For Glide-only games without the option for OpenGL, there is also another option of running OpenGL-based Glide wrappers on guests. Current MESA GL pass-through supports enough OpenGL capabilities for the highly capable Zeckensack's Glide wrapper and Sven's Glide3-to-OpenGL wrapper for Diablo II. Games such as NFS Porsche 2000, Titanium Mechwarriors 2 series and Diablo II run perfectly flawless with the OpenGL wrappers at high resolution at the speed of modern CPU virtualization.

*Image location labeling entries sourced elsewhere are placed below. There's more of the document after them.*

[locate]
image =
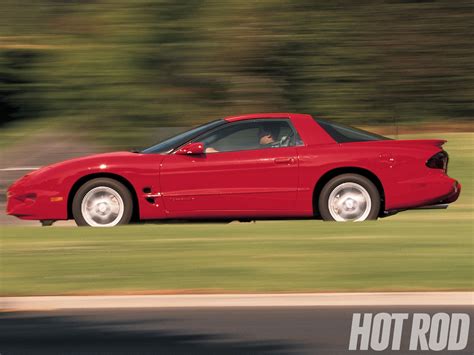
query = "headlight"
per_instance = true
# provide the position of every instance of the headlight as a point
(438, 161)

Other OpenGL games tested running great (high FPS 35~60, full details, equivalent or better than Glide using dgVoodoo2) are GLQuake1/Quake2/Quake3, Half Life, Unreal/UT99, Homeworld, Serious Sam TFE, Hitman Code 47. Much higher details OpenGL games (typically after year 2001) may run at 30FPS or lower, for eg. BloodRayne1 (2001) and enable water reflection kills another 6~7FPS. UT2003 and Doom3 (2004) are able to run but at <5 FPS.
Testing is always ad hoc and per-game basis, typically involves analyzing the game GL calls trace then implement/fix new existing GL functions pass-through. As usual, QEMU source code overlay is provided at my GitHub and if you are interested to try out, then you will need to be able to apply the patch and build QEMU from source.